18h33 CET
10/03/2026
"De belles perspectives": Kevin Vauquelin est dans le match pour la victoire finale sur Paris-Nice après avoir remporté le contre-la-montre par équipes avec Ineos mardi à Pouilly-sur-Loire devant la Lidl-Trek de Juan Ayuso, nouveau maillot jaune.
Arrivé cet hiver dans l'armada britannique, le meilleur Français du dernier Tour de France (7e) a livré une performance impressionnante pour franchir l'arrivée en tête de sa formation, propulsé par son coéquipier Josh Tarling, alors que son co-leader, Oscar Onley, a été légèrement décroché dans le dernier faux-plat.
"Il était prévu qu'on termine à deux avec Oscar avec Josh qui nous emmenait jusqu'à la fin, a expliqué le Normand. Après, je sais qu'en chrono, je suis un peu plus à l'aise qu'Oscar donc j'ai fait ce que j'avais à faire. Sans ce gros effort à la fin, on ne gagne pas. J'avais de très bonnes jambes."
Au final, il ne lui aura manqué que deux secondes pour endosser aussi le maillot jaune. Il revient sur les épaules de Juan Ayuso, deuxième à... deux secondes avec son équipe Lidl-Trek du chrono et qui prend la tête du général grâce aux quatre secondes de bonifications grattées la veille.
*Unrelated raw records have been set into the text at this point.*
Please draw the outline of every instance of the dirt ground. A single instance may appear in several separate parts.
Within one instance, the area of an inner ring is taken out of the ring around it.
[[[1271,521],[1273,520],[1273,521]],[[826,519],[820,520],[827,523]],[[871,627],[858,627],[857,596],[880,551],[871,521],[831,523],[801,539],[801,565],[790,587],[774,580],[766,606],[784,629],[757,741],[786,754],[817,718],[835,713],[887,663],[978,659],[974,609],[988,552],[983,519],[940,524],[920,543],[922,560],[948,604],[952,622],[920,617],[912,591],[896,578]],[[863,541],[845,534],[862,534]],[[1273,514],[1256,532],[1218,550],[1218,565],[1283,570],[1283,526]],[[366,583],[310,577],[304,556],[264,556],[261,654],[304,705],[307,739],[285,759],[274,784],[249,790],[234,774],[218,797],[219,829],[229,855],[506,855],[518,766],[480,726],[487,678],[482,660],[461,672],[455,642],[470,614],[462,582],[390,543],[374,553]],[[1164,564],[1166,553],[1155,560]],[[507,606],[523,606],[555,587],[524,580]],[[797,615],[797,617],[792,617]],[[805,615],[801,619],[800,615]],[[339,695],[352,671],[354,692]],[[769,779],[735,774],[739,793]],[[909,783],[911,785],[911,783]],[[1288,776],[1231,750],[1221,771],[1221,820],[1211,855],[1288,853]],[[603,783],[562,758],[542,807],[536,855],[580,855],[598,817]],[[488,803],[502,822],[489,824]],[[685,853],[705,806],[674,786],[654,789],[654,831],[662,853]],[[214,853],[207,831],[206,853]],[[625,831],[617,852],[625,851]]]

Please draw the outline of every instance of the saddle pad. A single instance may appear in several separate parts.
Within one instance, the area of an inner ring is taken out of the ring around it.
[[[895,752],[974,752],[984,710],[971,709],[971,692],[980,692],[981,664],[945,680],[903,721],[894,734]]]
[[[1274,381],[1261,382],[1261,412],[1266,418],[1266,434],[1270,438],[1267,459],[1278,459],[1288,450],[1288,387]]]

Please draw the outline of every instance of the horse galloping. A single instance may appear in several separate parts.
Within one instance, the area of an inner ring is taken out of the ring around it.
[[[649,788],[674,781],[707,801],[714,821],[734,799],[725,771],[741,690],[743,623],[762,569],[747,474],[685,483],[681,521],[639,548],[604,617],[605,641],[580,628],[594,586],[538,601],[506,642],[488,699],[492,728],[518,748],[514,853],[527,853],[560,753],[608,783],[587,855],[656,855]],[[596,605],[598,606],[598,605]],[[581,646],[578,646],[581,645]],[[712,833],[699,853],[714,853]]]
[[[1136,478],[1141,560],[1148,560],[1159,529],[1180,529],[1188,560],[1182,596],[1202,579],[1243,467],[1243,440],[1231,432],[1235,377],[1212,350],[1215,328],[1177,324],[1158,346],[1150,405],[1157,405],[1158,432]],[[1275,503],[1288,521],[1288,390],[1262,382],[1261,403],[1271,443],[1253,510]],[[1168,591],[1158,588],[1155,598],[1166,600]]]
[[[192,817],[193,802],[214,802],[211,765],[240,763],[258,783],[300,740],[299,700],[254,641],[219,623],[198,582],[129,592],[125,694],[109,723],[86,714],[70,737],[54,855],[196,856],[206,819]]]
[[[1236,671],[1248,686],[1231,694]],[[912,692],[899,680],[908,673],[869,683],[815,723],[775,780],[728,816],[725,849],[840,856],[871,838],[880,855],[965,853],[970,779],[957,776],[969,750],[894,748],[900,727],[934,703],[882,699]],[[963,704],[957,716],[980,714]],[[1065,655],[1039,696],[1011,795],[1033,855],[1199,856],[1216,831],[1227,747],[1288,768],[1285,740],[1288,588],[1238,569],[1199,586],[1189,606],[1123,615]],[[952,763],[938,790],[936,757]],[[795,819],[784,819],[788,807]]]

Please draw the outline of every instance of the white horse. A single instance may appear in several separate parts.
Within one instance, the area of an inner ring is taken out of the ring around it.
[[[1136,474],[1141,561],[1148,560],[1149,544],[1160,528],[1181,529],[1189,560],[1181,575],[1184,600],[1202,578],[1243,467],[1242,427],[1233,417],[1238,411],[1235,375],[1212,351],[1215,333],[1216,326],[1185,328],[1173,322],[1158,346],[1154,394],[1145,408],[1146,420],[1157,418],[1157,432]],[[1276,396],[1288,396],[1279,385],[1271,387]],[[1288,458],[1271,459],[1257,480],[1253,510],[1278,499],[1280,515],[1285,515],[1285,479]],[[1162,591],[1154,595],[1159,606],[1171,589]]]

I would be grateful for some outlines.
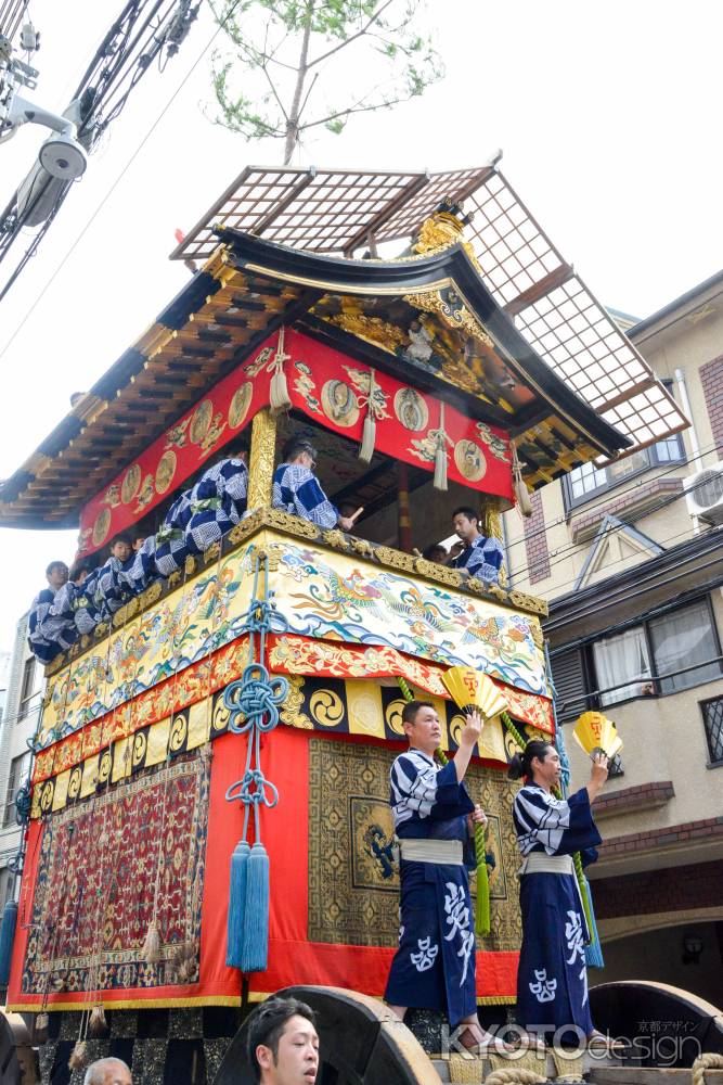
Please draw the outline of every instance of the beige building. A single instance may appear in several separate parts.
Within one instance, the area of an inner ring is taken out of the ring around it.
[[[571,723],[623,737],[591,868],[606,970],[723,1005],[723,272],[627,333],[692,419],[507,513],[512,582],[550,601],[546,635],[572,788]],[[695,477],[695,484],[693,480]]]

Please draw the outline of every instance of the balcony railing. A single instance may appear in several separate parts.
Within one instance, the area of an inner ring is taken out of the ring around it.
[[[723,765],[723,697],[700,702],[711,768]]]

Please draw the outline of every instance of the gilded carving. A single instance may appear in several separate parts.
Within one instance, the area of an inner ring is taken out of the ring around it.
[[[388,546],[374,547],[374,557],[383,565],[390,565],[392,569],[403,569],[406,573],[415,572],[416,558],[411,553],[403,553],[401,550],[392,550]]]
[[[429,218],[425,218],[419,228],[419,235],[412,245],[412,251],[421,256],[429,256],[432,253],[449,248],[462,241],[463,224],[449,212],[436,212]]]
[[[301,727],[305,730],[312,731],[312,722],[305,712],[301,712],[301,706],[304,705],[304,678],[299,675],[287,675],[287,678],[288,693],[280,712],[281,722],[288,724],[289,727]]]
[[[337,528],[324,532],[322,538],[324,539],[324,542],[328,546],[333,546],[335,550],[346,550],[347,548],[347,537],[344,532],[340,532]]]
[[[280,527],[282,531],[288,532],[289,535],[297,535],[299,538],[318,539],[321,535],[320,528],[311,521],[293,516],[291,512],[284,512],[283,509],[268,509],[263,519],[269,526]]]
[[[361,553],[362,556],[365,557],[371,557],[374,553],[374,547],[367,539],[352,538],[349,539],[349,542],[351,549],[356,550],[357,553]]]
[[[146,607],[151,607],[153,603],[157,602],[163,595],[163,585],[159,580],[150,585],[150,587],[147,587],[145,591],[138,597],[139,609],[145,610]]]
[[[547,617],[550,613],[546,600],[539,599],[537,596],[528,596],[525,591],[513,589],[508,598],[513,607],[518,607],[520,610],[530,611],[532,614],[541,614],[543,617]]]
[[[423,312],[434,312],[436,316],[440,316],[451,328],[464,328],[485,346],[494,349],[494,343],[488,333],[477,318],[469,312],[452,286],[430,290],[422,294],[405,294],[404,301]]]
[[[345,298],[343,304],[357,306],[359,303],[356,299],[349,302]],[[341,328],[343,331],[358,335],[359,339],[366,340],[369,343],[374,343],[376,346],[389,350],[390,354],[395,353],[397,346],[406,346],[406,334],[402,329],[397,328],[388,320],[383,320],[382,317],[369,317],[365,312],[353,309],[337,312],[335,316],[326,317],[326,319],[330,323]]]
[[[211,542],[207,550],[204,550],[204,565],[209,565],[212,561],[218,561],[221,557],[221,544]]]
[[[248,468],[249,509],[271,505],[274,460],[276,456],[276,419],[263,407],[251,423],[251,457]]]

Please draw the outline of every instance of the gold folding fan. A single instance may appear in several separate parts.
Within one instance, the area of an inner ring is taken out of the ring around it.
[[[596,750],[611,761],[622,750],[622,739],[611,719],[602,712],[583,712],[572,731],[576,742],[592,756]]]
[[[489,675],[474,667],[450,667],[442,681],[459,709],[476,709],[485,719],[491,719],[509,705]]]

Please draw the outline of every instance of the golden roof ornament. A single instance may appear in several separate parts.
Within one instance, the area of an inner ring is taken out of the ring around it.
[[[469,221],[472,221],[472,215],[465,215],[460,204],[454,203],[449,197],[444,199],[419,227],[419,234],[412,245],[412,252],[419,256],[426,256],[457,243],[462,243],[467,248],[469,243],[464,241],[463,231]]]

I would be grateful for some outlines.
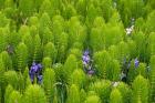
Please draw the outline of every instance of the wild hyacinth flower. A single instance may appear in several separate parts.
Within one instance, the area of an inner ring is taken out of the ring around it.
[[[42,65],[40,63],[39,64],[37,64],[35,62],[32,63],[32,66],[30,68],[30,71],[29,71],[29,75],[32,83],[34,81],[34,78],[38,79],[39,83],[42,82],[41,70],[42,70]]]
[[[6,50],[9,54],[12,54],[14,52],[13,45],[11,45],[11,44],[7,45]]]
[[[137,59],[135,59],[135,68],[137,68],[140,64],[140,61]]]
[[[89,75],[93,75],[94,73],[95,73],[94,70],[89,70],[89,71],[87,71],[87,74],[89,74]]]
[[[94,72],[92,64],[91,64],[92,60],[90,58],[89,50],[84,51],[84,53],[82,55],[82,61],[83,61],[84,72],[89,75],[93,75],[95,72]]]
[[[124,72],[122,72],[120,76],[121,76],[121,80],[123,80],[126,78],[126,74]]]
[[[133,30],[134,30],[134,22],[135,22],[135,19],[133,18],[131,20],[132,25],[130,28],[126,28],[126,34],[127,35],[130,35],[133,32]]]
[[[114,87],[116,87],[118,84],[120,84],[120,82],[112,82],[112,85],[113,85]]]
[[[42,75],[38,75],[38,82],[39,82],[39,84],[42,83]]]

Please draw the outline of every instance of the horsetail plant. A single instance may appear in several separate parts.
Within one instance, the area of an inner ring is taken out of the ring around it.
[[[13,90],[8,99],[8,103],[22,103],[22,94],[20,92]]]
[[[141,100],[142,103],[148,103],[148,81],[141,74],[137,75],[133,82],[132,102],[137,103]]]
[[[52,60],[52,63],[55,63],[58,50],[52,42],[48,42],[43,49],[43,56],[49,56]]]
[[[27,87],[23,101],[27,103],[48,103],[43,89],[37,84]]]
[[[110,103],[123,103],[122,94],[117,89],[113,89],[110,96]]]
[[[6,93],[4,93],[4,103],[9,103],[9,97],[10,97],[10,93],[12,93],[13,91],[13,87],[9,84],[7,87],[6,87]]]
[[[54,71],[50,68],[45,68],[43,73],[43,89],[49,103],[51,103],[52,100],[54,99],[54,92],[55,92],[54,83],[55,83]]]
[[[18,71],[23,72],[28,63],[28,48],[23,42],[18,45],[16,55]]]
[[[68,95],[66,103],[81,103],[79,86],[75,84],[71,85]]]

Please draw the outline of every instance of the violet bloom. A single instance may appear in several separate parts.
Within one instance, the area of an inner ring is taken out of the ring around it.
[[[83,55],[82,59],[83,59],[83,62],[90,63],[91,59],[89,55]]]
[[[89,71],[87,71],[87,74],[90,74],[90,75],[93,75],[94,73],[95,73],[94,70],[89,70]]]
[[[89,54],[90,54],[89,50],[84,51],[84,53],[83,53],[83,55],[89,55]]]
[[[8,53],[12,54],[14,52],[13,45],[9,44],[7,45]]]
[[[137,59],[135,59],[135,68],[137,68],[140,64],[140,61]]]
[[[39,76],[40,72],[41,72],[42,65],[41,64],[37,64],[35,62],[32,63],[32,66],[30,68],[29,71],[29,75],[31,79],[31,82],[34,81],[34,78]],[[41,81],[41,76],[38,78],[38,82]]]
[[[41,84],[42,83],[42,75],[38,75],[38,82]]]

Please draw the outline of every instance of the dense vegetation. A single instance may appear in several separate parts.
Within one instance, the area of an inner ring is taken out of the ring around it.
[[[0,0],[0,103],[155,103],[155,0]]]

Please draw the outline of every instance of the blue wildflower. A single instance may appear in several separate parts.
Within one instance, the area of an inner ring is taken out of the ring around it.
[[[137,68],[140,64],[140,61],[137,60],[137,58],[135,59],[135,68]]]
[[[89,50],[84,51],[84,53],[83,53],[83,55],[89,55],[89,54],[90,54]]]
[[[38,75],[38,82],[41,84],[42,83],[42,75]]]
[[[41,69],[42,69],[42,65],[39,63],[37,64],[35,62],[32,63],[32,66],[30,68],[30,71],[29,71],[29,75],[30,75],[30,79],[31,79],[31,82],[34,81],[34,78],[37,76],[38,79],[38,82],[41,82]]]

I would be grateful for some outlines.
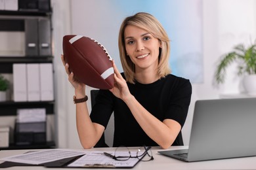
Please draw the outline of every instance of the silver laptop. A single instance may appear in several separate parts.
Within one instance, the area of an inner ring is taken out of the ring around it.
[[[256,156],[256,98],[197,101],[188,149],[158,152],[186,162]]]

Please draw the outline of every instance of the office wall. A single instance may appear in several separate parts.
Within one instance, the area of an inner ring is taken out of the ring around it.
[[[70,16],[73,14],[73,11],[70,10],[72,1],[52,1],[54,10],[56,92],[58,96],[56,111],[60,148],[81,147],[75,127],[75,105],[72,102],[74,89],[67,80],[60,59],[58,58],[62,54],[63,35],[73,33],[72,27],[75,26],[71,26],[74,21],[70,20]],[[191,105],[186,122],[182,129],[185,144],[188,144],[194,105],[196,100],[219,98],[221,94],[235,94],[243,90],[240,85],[240,78],[234,75],[234,66],[230,67],[228,71],[227,81],[223,85],[219,88],[213,86],[213,75],[218,59],[221,54],[230,50],[234,45],[239,42],[249,43],[248,39],[250,37],[252,40],[255,39],[255,1],[204,0],[202,5],[203,81],[192,84]],[[79,8],[79,7],[81,8]],[[83,7],[77,7],[75,10],[83,11]],[[87,89],[87,94],[89,91],[89,89]]]

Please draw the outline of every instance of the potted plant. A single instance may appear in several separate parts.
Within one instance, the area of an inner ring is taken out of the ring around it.
[[[6,101],[6,91],[9,88],[9,81],[0,75],[0,101]]]
[[[243,84],[246,92],[256,95],[256,41],[247,48],[242,44],[236,45],[233,51],[221,57],[215,74],[217,84],[224,82],[226,69],[234,62],[238,63],[238,75],[244,76]]]

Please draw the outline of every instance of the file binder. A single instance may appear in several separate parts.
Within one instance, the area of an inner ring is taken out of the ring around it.
[[[53,63],[40,63],[41,101],[53,101]]]
[[[40,101],[39,64],[27,64],[28,101]]]
[[[38,20],[39,54],[51,56],[51,22],[49,19],[40,18]]]
[[[14,101],[26,101],[28,100],[26,64],[14,63],[12,69]]]
[[[26,55],[28,56],[38,56],[37,30],[37,19],[25,20]]]

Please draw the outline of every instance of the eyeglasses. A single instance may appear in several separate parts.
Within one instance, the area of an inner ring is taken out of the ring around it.
[[[136,156],[133,156],[134,154],[132,154],[127,147],[119,146],[116,149],[114,155],[107,152],[104,152],[104,154],[117,161],[127,161],[130,158],[138,158],[141,161],[147,162],[154,160],[150,148],[150,146],[143,146],[138,149]]]

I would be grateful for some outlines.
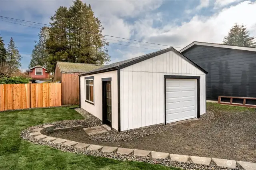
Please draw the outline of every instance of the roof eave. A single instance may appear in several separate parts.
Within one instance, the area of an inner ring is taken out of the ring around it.
[[[182,53],[186,50],[190,48],[194,45],[208,46],[210,47],[214,47],[220,48],[229,48],[230,49],[238,49],[240,50],[250,51],[256,51],[256,48],[250,47],[244,47],[239,45],[230,45],[222,44],[216,43],[207,43],[204,42],[193,42],[184,48],[180,50],[180,53]]]
[[[118,69],[118,67],[111,67],[111,68],[108,68],[107,69],[104,69],[103,70],[99,70],[99,71],[93,71],[93,72],[91,72],[90,73],[86,73],[83,74],[81,74],[79,75],[78,75],[79,76],[83,76],[84,75],[91,75],[92,74],[98,74],[99,73],[104,73],[105,72],[108,72],[108,71],[114,71],[114,70],[117,70]]]

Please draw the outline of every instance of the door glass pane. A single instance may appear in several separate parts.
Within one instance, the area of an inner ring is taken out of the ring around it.
[[[89,86],[85,86],[85,99],[89,100]]]
[[[90,100],[93,102],[93,86],[90,86]]]

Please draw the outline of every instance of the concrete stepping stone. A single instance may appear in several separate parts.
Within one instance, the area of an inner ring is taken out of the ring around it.
[[[176,160],[178,162],[187,162],[189,158],[188,155],[177,155],[176,154],[170,154],[170,157],[172,160]]]
[[[55,125],[47,125],[43,126],[45,129],[45,131],[51,130],[54,129],[55,128]]]
[[[101,126],[101,125],[84,128],[83,129],[88,135],[107,132],[106,129]]]
[[[57,139],[56,139],[52,141],[54,143],[63,143],[68,140],[66,139],[62,139],[61,138],[57,138]]]
[[[234,160],[212,158],[212,159],[217,165],[226,168],[236,168],[236,162]]]
[[[35,136],[35,138],[36,138],[36,139],[42,139],[43,138],[47,138],[47,137],[48,137],[48,136],[45,135],[44,134],[41,134],[39,135]]]
[[[111,153],[117,150],[118,148],[116,148],[115,147],[104,146],[101,151],[102,152],[105,152]]]
[[[87,148],[87,150],[98,150],[101,148],[102,148],[103,147],[103,146],[97,145],[96,144],[91,144],[89,146],[88,148]]]
[[[36,128],[34,129],[33,129],[32,131],[39,131],[41,132],[44,132],[44,128]]]
[[[57,138],[55,138],[54,137],[52,137],[52,136],[48,136],[46,138],[44,138],[44,139],[43,139],[43,140],[44,140],[46,141],[52,141],[53,140],[55,140],[55,139],[56,139]]]
[[[125,154],[126,155],[128,155],[129,154],[132,153],[132,152],[134,150],[134,149],[128,149],[128,148],[118,148],[117,149],[117,153],[118,154]]]
[[[96,144],[91,144],[89,146],[88,148],[87,148],[87,150],[98,150],[101,148],[102,148],[103,147],[103,146],[97,145]]]
[[[145,150],[140,150],[139,149],[134,149],[134,155],[140,156],[146,156],[150,153],[150,151]]]
[[[237,161],[237,163],[244,168],[245,170],[256,170],[256,163],[255,163],[242,161]]]
[[[39,131],[32,132],[29,134],[29,135],[30,136],[36,136],[39,135],[39,134],[41,134],[41,132]]]
[[[151,151],[151,157],[157,159],[165,159],[169,156],[168,153]]]
[[[87,143],[78,143],[75,146],[76,148],[86,148],[89,146],[90,146],[90,144],[87,144]]]
[[[72,141],[72,140],[68,140],[65,142],[62,145],[67,145],[67,146],[72,146],[74,144],[77,144],[78,143],[78,142],[75,141]]]
[[[209,165],[212,159],[210,158],[190,156],[192,161],[195,164],[204,164]]]

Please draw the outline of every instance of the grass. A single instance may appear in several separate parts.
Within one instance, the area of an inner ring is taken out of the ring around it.
[[[30,127],[63,120],[82,119],[69,107],[0,113],[1,170],[172,170],[179,169],[134,161],[64,152],[22,140]]]
[[[208,110],[216,110],[223,111],[253,111],[254,108],[249,108],[246,107],[241,107],[240,106],[230,106],[217,104],[214,103],[206,103],[207,109]]]

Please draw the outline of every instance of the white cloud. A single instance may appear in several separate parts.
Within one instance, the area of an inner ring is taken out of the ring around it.
[[[255,9],[256,3],[246,1],[224,8],[212,16],[195,16],[180,25],[169,24],[162,29],[151,28],[150,33],[143,35],[148,35],[144,41],[181,47],[194,41],[221,43],[235,23],[245,24],[251,35],[255,36]]]
[[[200,0],[200,4],[196,7],[197,10],[200,10],[209,6],[210,0]]]
[[[214,3],[214,8],[219,8],[234,2],[239,2],[243,0],[216,0]]]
"J'aurais bien voulu prendre le maillot jaune. Mais il reste une fin de semaine très très dure, donc il faut regarder devant", a souligné le Français de 24 ans.
La route jusqu'à Nice est effectivement encore longue. Et Jonas Vingegaard, quatrième avec Visma à quinze secondes, pourrait montrer dès mercredi lors de la première arrivée au sommet à Uchon, qu'il reste le principal favori de cette 84e édition avec Ayuso, décidément en jambes.
- La tête déjà au Tour de France -
Mais le parcours moins difficile que par le passé ainsi que la nouvelle dimension prise par Vauquelin peuvent lui permettre d'y croire dans une épreuve privée de vainqueur français depuis Laurent Jalabert en 1997.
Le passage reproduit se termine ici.